I only have one set of traps as last resort (never been used) though I do have a pair of drawbridges I can close to control matters somewhat - but one of them is always open. I should think you would have no problem at all with the force you currently have if you deploy them well.

The problem with draft armies is that they will be unarmed/unprotected when you deploy them. By the time a dwarf gets his armor on and grabs a crossbow and a quiver and ammo, the siege will have crossed a 3x3 map. Since you have no drawbridge to raise while everyone gets dressed, I'd just give up on that as a useful option. Realistically, expect them to engage unarmored and possibly unarmed (keep woodcutting on as a skill and at least they'll always have an axe on them) and expect them all to die. You have the added concern that any good draftee will hit elite status before you know it and you won't be able to reincorporate them into your labor pool. Dwarves skill up very fast in actual combat.

Instead, I'd add war dogs to your military in a major way - cage+lever at key points, that kind of thing. They can really tie up an attacking army while your regular soldiers do their thing. Rather than depend on a draft army to handle sieges, I'd look for ways to move the battle to your favor. If you don't want to be able to cut off attack altogether, create choke points that blunt the effectiveness of ranged units and force the enemy into a narrow area that spreads them into a long line but opens into a large area where you have freedom of movement and can overwhelm with force. Unless as part of your challenge you want to engage on an open plain, in which case my only advise is to breed more, because the first siege of 25 ranged units with a legendary ranged leader will cut your melee guys down in nothing flat unless they are all legendary shield users and very well equipped.

1394
DF Dwarf Mode Discussion / Re: Stupid coal tricks
« on: March 02, 2009, 11:27:06 am »
also, i have never actually ever gotten trolls, ever. though the first one to break a floodgate would get incinerated.
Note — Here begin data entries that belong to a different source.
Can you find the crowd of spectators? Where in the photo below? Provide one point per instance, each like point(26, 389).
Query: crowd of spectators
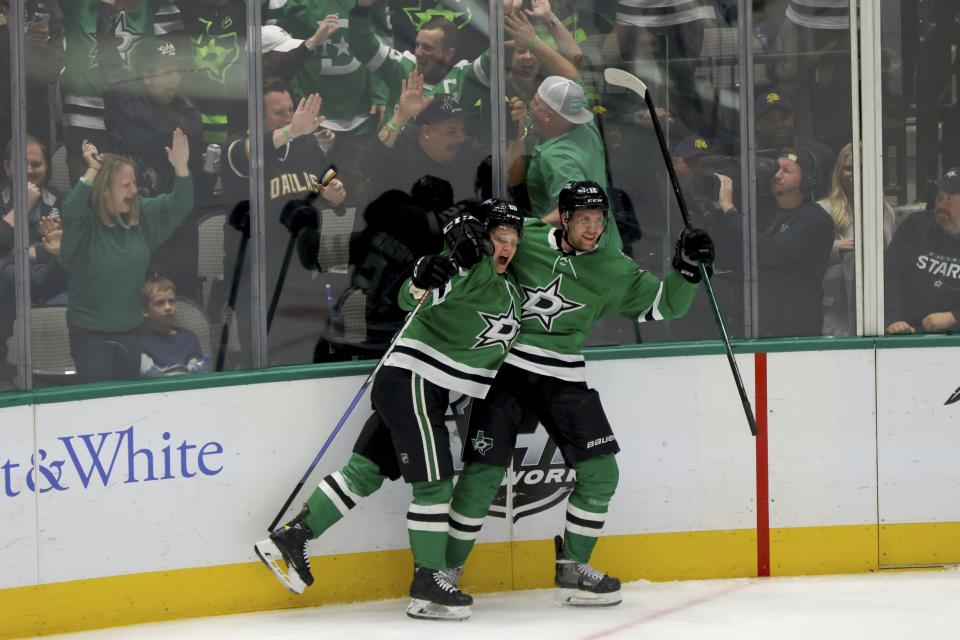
point(140, 107)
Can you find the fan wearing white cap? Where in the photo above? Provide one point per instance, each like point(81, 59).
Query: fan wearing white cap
point(568, 147)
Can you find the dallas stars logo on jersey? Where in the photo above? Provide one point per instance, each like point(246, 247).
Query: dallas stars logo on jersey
point(215, 54)
point(546, 304)
point(501, 330)
point(127, 35)
point(423, 12)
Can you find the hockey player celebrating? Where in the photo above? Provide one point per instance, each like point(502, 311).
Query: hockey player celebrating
point(464, 327)
point(568, 282)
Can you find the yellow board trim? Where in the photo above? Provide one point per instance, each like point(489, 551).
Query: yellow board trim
point(184, 593)
point(933, 543)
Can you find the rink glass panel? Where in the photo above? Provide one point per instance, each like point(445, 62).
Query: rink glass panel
point(327, 310)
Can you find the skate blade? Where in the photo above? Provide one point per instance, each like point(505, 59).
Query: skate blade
point(578, 598)
point(270, 555)
point(426, 610)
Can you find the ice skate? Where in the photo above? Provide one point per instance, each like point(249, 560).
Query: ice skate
point(453, 575)
point(580, 585)
point(434, 597)
point(288, 543)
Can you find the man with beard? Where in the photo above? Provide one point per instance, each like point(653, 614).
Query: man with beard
point(776, 129)
point(922, 283)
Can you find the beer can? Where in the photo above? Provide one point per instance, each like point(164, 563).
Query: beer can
point(212, 160)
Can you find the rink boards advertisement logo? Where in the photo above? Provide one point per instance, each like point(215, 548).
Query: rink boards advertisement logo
point(97, 460)
point(541, 479)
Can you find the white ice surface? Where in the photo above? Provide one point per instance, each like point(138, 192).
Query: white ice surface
point(922, 605)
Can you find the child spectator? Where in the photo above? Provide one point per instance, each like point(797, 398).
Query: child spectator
point(167, 350)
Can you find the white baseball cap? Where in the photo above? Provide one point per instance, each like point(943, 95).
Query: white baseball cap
point(274, 38)
point(566, 98)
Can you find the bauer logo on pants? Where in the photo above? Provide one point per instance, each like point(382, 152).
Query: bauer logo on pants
point(541, 478)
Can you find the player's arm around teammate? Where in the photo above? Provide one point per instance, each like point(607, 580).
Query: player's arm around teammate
point(568, 281)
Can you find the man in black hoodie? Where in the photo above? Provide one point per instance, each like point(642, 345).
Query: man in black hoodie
point(922, 267)
point(794, 239)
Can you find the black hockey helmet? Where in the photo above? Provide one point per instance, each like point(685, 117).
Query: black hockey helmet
point(582, 194)
point(498, 213)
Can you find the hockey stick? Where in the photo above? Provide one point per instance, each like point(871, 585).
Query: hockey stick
point(346, 414)
point(621, 78)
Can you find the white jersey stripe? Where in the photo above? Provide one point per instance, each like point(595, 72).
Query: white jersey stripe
point(418, 525)
point(334, 498)
point(586, 515)
point(429, 508)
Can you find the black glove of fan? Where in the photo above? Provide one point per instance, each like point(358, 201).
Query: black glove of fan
point(299, 214)
point(430, 272)
point(693, 247)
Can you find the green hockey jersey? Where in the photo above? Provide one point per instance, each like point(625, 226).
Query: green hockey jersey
point(347, 87)
point(82, 101)
point(461, 335)
point(468, 80)
point(565, 293)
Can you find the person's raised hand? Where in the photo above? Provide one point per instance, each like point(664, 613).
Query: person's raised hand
point(334, 193)
point(939, 321)
point(518, 27)
point(305, 118)
point(178, 153)
point(412, 101)
point(900, 326)
point(325, 29)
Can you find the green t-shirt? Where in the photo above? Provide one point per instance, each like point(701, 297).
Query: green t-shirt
point(347, 87)
point(576, 155)
point(107, 266)
point(468, 81)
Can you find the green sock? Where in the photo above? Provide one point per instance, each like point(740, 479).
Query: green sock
point(340, 492)
point(587, 507)
point(427, 522)
point(476, 488)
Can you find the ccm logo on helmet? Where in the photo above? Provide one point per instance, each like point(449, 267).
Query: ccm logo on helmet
point(599, 441)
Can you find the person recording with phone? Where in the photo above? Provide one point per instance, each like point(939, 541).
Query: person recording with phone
point(794, 239)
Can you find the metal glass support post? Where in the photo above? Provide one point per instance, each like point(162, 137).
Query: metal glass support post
point(258, 256)
point(748, 169)
point(498, 91)
point(870, 187)
point(18, 118)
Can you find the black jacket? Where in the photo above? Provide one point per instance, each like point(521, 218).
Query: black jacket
point(921, 272)
point(793, 247)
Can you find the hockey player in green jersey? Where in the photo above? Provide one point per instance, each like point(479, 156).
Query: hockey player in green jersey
point(568, 281)
point(463, 329)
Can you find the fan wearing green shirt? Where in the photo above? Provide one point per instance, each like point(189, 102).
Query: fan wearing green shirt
point(109, 234)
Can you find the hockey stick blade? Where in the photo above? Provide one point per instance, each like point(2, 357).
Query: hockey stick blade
point(621, 78)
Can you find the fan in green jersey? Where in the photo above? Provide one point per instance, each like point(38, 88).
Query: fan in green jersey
point(466, 322)
point(434, 58)
point(569, 280)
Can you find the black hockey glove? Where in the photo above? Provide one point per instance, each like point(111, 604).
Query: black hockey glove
point(299, 214)
point(240, 217)
point(430, 272)
point(693, 246)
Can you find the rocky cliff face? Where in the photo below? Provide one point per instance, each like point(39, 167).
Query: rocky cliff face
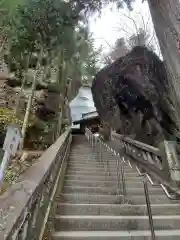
point(132, 95)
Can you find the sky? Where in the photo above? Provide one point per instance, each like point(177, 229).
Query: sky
point(113, 24)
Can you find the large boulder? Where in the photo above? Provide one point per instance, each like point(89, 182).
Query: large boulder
point(132, 95)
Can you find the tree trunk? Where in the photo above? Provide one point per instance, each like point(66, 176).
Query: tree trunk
point(29, 105)
point(27, 58)
point(166, 18)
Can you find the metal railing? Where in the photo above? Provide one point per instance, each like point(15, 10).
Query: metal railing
point(101, 146)
point(154, 163)
point(25, 208)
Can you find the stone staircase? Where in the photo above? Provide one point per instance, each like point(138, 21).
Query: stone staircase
point(91, 204)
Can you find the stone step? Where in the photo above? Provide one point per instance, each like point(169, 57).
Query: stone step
point(109, 190)
point(99, 169)
point(96, 158)
point(101, 178)
point(116, 235)
point(112, 199)
point(93, 183)
point(114, 223)
point(93, 163)
point(114, 209)
point(101, 173)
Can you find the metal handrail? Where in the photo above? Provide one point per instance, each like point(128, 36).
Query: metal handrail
point(25, 207)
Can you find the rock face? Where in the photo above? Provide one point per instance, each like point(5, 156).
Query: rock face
point(131, 94)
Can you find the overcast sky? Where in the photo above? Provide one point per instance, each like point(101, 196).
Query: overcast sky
point(108, 27)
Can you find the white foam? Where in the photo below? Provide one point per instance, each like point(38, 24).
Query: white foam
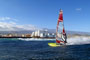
point(35, 39)
point(78, 40)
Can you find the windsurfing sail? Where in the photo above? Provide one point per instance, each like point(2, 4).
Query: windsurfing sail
point(60, 31)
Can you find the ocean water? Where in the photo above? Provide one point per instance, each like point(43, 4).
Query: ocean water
point(38, 49)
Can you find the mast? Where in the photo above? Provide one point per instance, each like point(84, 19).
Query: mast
point(60, 31)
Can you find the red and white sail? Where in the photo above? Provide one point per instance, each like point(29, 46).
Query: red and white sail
point(60, 31)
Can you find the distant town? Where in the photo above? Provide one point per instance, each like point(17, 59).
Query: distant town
point(35, 34)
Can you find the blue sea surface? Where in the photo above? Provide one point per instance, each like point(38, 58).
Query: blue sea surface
point(15, 49)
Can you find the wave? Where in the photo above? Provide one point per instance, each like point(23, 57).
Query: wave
point(36, 39)
point(71, 41)
point(78, 40)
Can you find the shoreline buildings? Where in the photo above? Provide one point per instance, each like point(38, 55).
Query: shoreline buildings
point(43, 34)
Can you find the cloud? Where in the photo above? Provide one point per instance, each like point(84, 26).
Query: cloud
point(7, 18)
point(9, 24)
point(12, 26)
point(78, 9)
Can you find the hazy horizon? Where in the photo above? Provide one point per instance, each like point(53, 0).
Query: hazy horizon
point(38, 14)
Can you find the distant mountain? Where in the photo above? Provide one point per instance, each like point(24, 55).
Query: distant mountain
point(49, 30)
point(70, 32)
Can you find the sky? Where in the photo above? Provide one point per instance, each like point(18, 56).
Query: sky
point(38, 14)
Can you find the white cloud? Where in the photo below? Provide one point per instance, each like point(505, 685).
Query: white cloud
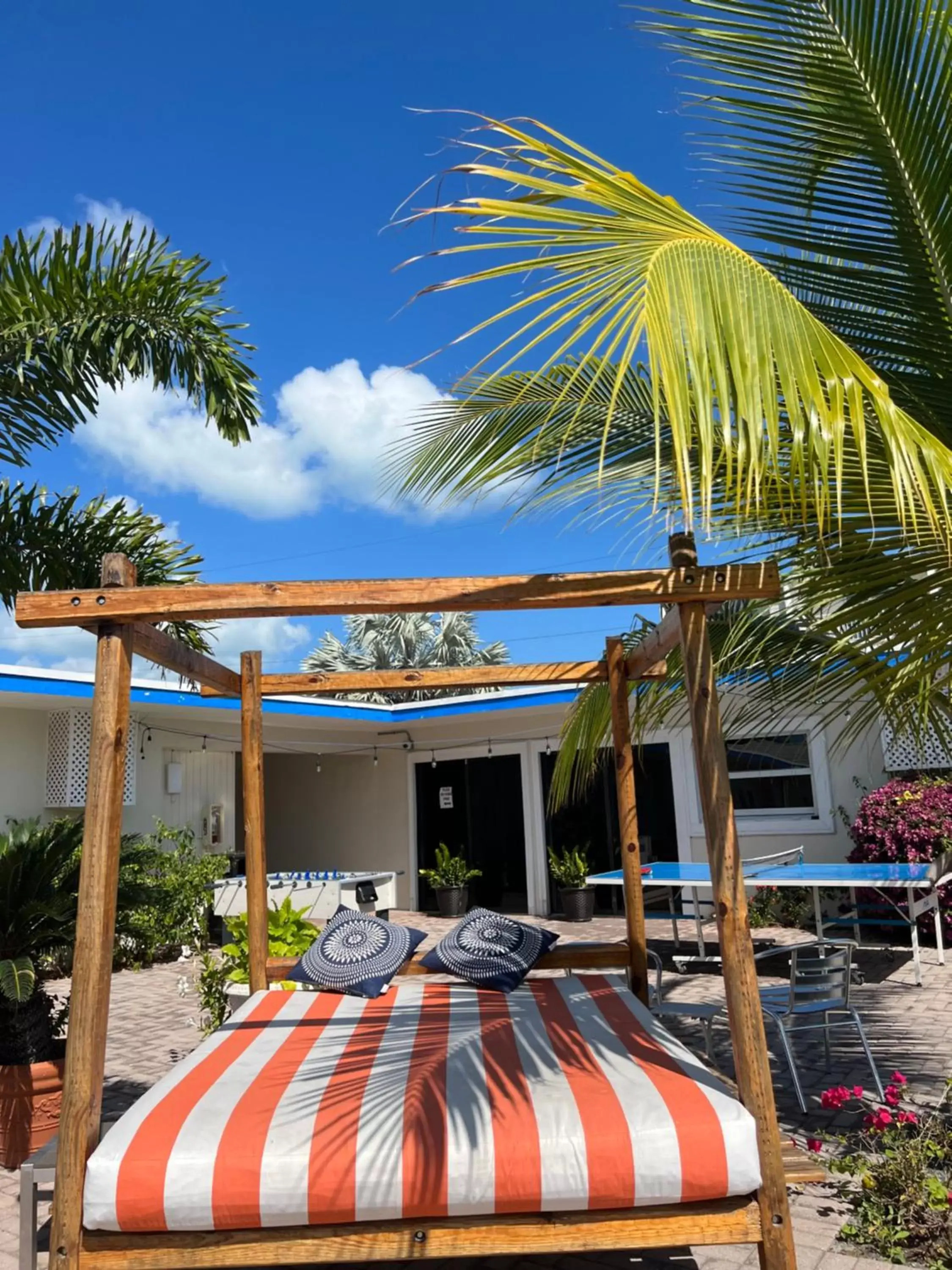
point(97, 213)
point(113, 214)
point(332, 431)
point(73, 649)
point(278, 638)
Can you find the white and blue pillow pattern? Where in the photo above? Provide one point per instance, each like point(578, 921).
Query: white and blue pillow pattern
point(490, 950)
point(357, 953)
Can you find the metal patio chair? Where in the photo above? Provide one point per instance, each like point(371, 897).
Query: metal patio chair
point(819, 987)
point(704, 1011)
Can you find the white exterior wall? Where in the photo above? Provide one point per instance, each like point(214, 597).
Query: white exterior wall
point(356, 816)
point(22, 764)
point(349, 816)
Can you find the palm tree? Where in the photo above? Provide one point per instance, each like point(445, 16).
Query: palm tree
point(398, 642)
point(88, 308)
point(792, 395)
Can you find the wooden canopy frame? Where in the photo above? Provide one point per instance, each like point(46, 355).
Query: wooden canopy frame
point(121, 614)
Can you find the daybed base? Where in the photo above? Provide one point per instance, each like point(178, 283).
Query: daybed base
point(726, 1221)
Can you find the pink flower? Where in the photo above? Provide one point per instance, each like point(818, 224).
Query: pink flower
point(879, 1121)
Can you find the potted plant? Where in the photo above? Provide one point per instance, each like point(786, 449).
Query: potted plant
point(290, 934)
point(39, 869)
point(448, 879)
point(570, 870)
point(39, 900)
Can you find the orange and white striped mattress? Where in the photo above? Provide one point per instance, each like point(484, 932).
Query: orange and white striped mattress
point(433, 1100)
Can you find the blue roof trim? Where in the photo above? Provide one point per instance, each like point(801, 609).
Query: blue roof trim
point(168, 696)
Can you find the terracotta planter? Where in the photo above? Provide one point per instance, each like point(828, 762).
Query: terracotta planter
point(31, 1096)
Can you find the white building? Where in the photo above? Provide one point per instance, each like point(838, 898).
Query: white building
point(370, 787)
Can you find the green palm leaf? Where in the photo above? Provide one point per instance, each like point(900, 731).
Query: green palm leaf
point(93, 306)
point(831, 129)
point(751, 383)
point(17, 978)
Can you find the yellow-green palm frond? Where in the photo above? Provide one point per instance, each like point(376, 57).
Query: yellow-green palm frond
point(758, 394)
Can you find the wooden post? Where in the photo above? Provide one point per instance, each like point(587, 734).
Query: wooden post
point(253, 790)
point(744, 1014)
point(96, 926)
point(627, 817)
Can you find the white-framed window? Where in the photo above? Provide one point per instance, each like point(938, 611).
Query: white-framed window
point(772, 775)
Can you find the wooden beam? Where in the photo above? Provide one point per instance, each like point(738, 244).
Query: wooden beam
point(728, 1221)
point(577, 955)
point(219, 601)
point(96, 926)
point(744, 1013)
point(253, 799)
point(450, 677)
point(188, 662)
point(627, 818)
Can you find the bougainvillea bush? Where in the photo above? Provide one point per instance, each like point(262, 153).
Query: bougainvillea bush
point(894, 1171)
point(907, 822)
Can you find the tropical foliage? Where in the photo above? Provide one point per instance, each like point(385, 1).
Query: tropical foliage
point(93, 306)
point(39, 886)
point(907, 821)
point(792, 395)
point(89, 308)
point(173, 881)
point(893, 1170)
point(570, 868)
point(290, 934)
point(396, 642)
point(450, 870)
point(55, 543)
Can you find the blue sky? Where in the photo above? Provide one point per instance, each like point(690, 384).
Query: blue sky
point(277, 140)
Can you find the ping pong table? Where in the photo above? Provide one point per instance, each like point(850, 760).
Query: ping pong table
point(919, 882)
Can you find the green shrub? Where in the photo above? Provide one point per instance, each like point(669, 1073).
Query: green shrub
point(451, 870)
point(895, 1174)
point(572, 868)
point(781, 906)
point(173, 879)
point(212, 994)
point(290, 934)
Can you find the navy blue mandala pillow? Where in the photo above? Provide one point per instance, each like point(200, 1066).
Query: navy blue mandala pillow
point(357, 953)
point(490, 950)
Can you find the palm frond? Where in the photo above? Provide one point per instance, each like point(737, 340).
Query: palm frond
point(744, 375)
point(94, 306)
point(385, 642)
point(52, 543)
point(832, 122)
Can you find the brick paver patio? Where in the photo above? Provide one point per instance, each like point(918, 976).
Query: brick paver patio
point(909, 1028)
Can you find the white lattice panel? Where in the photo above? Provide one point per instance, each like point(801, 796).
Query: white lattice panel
point(903, 752)
point(68, 760)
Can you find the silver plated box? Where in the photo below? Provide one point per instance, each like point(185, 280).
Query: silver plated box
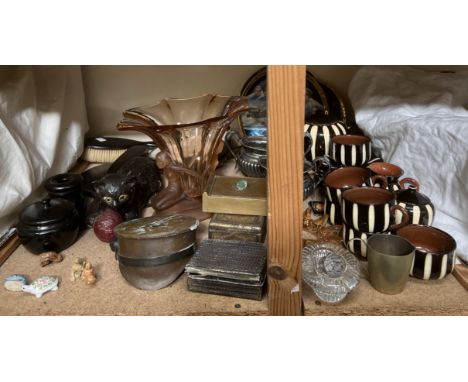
point(237, 227)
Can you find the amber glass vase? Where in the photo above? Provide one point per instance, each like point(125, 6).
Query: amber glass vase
point(190, 130)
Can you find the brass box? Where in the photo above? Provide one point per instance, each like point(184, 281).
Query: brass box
point(236, 195)
point(237, 227)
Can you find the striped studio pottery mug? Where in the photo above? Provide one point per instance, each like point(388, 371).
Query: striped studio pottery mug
point(333, 211)
point(321, 135)
point(339, 180)
point(435, 251)
point(351, 150)
point(390, 171)
point(356, 241)
point(370, 209)
point(419, 206)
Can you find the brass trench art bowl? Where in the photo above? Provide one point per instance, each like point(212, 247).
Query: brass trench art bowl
point(189, 132)
point(330, 270)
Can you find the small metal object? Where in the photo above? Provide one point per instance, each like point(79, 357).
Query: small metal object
point(228, 267)
point(41, 285)
point(14, 283)
point(330, 270)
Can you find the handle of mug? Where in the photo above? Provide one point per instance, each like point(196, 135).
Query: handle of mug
point(307, 134)
point(228, 135)
point(404, 220)
point(382, 180)
point(410, 181)
point(354, 238)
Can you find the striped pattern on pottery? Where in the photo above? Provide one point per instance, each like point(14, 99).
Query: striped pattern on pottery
point(429, 266)
point(423, 214)
point(359, 248)
point(321, 138)
point(366, 218)
point(351, 155)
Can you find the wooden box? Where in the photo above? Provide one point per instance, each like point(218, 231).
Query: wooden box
point(236, 195)
point(237, 227)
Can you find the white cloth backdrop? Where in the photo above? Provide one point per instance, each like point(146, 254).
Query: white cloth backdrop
point(419, 121)
point(42, 126)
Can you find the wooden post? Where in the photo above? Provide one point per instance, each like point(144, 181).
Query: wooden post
point(286, 102)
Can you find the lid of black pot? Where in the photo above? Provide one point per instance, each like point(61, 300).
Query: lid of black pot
point(47, 211)
point(156, 227)
point(63, 182)
point(411, 196)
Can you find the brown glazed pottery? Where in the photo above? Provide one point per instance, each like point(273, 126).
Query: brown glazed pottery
point(152, 252)
point(390, 171)
point(419, 206)
point(350, 240)
point(369, 209)
point(322, 134)
point(344, 178)
point(351, 150)
point(435, 251)
point(48, 225)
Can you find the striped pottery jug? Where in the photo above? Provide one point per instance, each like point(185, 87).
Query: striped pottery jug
point(419, 207)
point(322, 134)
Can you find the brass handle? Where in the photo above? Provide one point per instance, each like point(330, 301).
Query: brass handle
point(382, 179)
point(411, 181)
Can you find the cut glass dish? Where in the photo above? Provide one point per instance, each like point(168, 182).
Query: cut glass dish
point(330, 270)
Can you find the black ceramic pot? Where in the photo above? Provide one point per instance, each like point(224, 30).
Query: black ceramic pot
point(48, 225)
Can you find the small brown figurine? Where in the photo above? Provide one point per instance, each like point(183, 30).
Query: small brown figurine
point(77, 269)
point(174, 192)
point(50, 257)
point(88, 275)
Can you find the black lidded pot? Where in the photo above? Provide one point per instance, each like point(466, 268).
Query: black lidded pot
point(68, 186)
point(48, 225)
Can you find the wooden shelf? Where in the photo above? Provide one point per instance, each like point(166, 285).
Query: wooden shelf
point(428, 298)
point(111, 295)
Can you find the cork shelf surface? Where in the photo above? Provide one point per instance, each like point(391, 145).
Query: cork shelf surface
point(111, 295)
point(430, 298)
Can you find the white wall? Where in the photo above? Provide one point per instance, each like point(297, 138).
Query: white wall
point(111, 89)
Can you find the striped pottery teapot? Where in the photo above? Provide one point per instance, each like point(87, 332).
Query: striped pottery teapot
point(321, 136)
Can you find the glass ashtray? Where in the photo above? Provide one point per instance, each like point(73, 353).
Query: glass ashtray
point(330, 270)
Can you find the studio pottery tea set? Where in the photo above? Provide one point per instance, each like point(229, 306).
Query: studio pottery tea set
point(385, 219)
point(153, 251)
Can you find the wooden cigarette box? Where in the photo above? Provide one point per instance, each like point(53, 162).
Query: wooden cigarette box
point(237, 227)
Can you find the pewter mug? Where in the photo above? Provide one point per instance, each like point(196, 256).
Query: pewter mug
point(389, 260)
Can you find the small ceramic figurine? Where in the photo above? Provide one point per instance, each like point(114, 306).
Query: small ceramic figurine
point(88, 275)
point(41, 285)
point(174, 192)
point(77, 269)
point(50, 257)
point(15, 283)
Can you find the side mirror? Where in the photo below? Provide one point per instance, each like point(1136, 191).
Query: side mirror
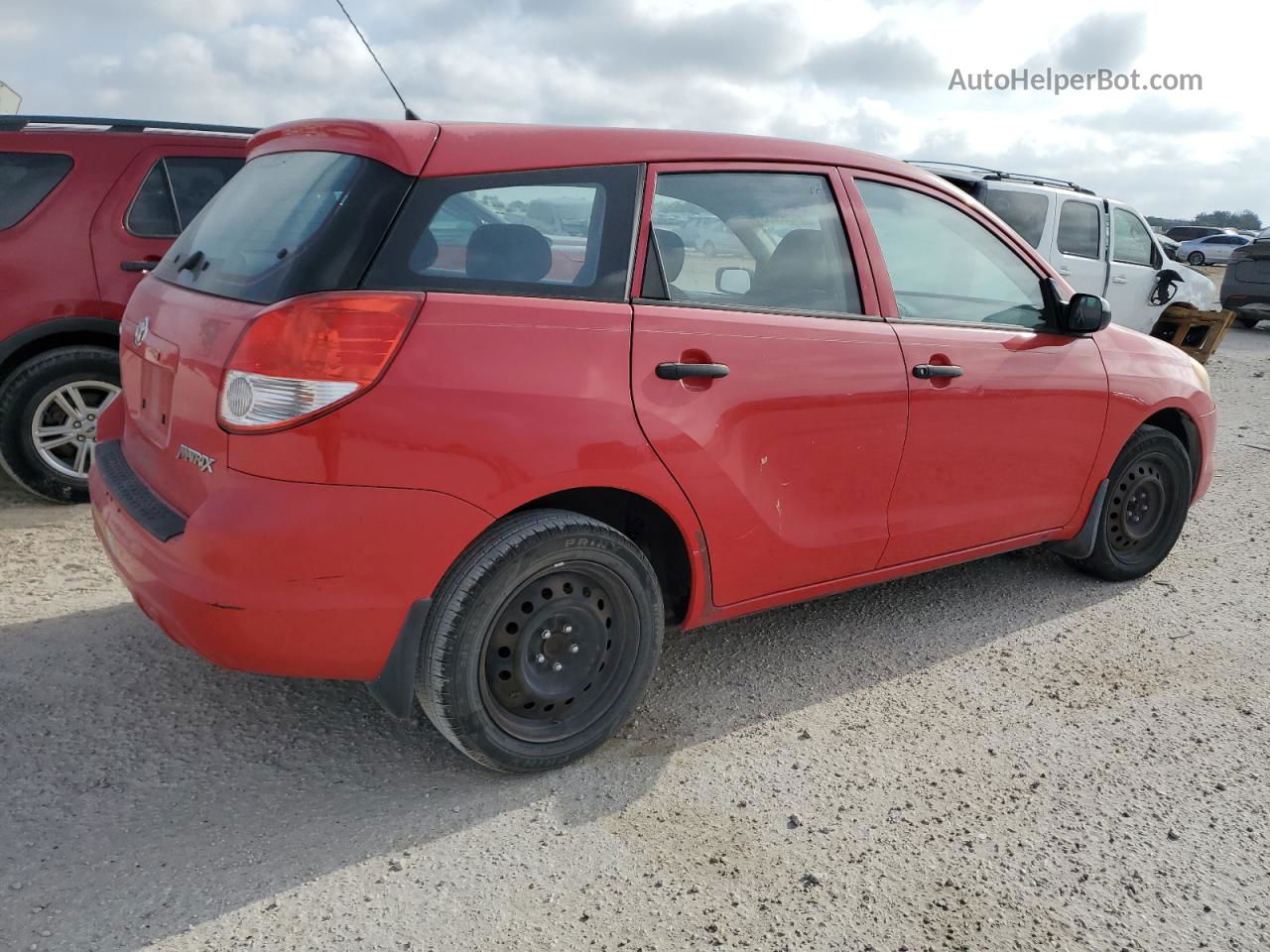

I have, lots of times. They're fun and easily can screw up a lot of folks defensive setups. Still not that hard to route around once you have some experience with them, but they do complicate things - and they're a fair bit harder to take down with your melee units.

And the point of the water is to deliver the armor to a safe place for sorting so your haulers don't get caught out in harms way. Personally, hallway of instant death isn't appealing to me from a game play standpoint since a single unskilled noble could easily wipe out any size siege simply by pulling levers. Efficient armor recovery is dwarfy, however.

1395
DF Dwarf Mode Discussion / Re: Above ground fortresses
« on: March 02, 2009, 04:03:25 am »
Defense is one of the hardest things. Unlike digging in, choke points tend to not exist until you make them. Consider a dry moat to start with a drawbridge. If you have sand/soil, novice miners can dig it out in nothing flat. You need to look at your terrain differently - look for features that you can incorporate into your defenses, where predators may come from, and so on.

My above ground buildings are actually dug out of low hills. Makes it much easier. I decided to set a uniform ground level for my settlement and level the hills down to that level by carving out the building shapes. It's pretty fast and you can use the stone generated to build your other buildings.

Once you get the hang of designating construction, it goes pretty fast. The hardest thing is remembering that you can't build corners from the inside, so on 2nd floors and higher you need to build two parallel walls, wait for the corners to go in, then build the other walls. Sometimes it's faster to designate walls and then cancel construction to add in a doorway or a fortification. You'll get a process after some trial and error.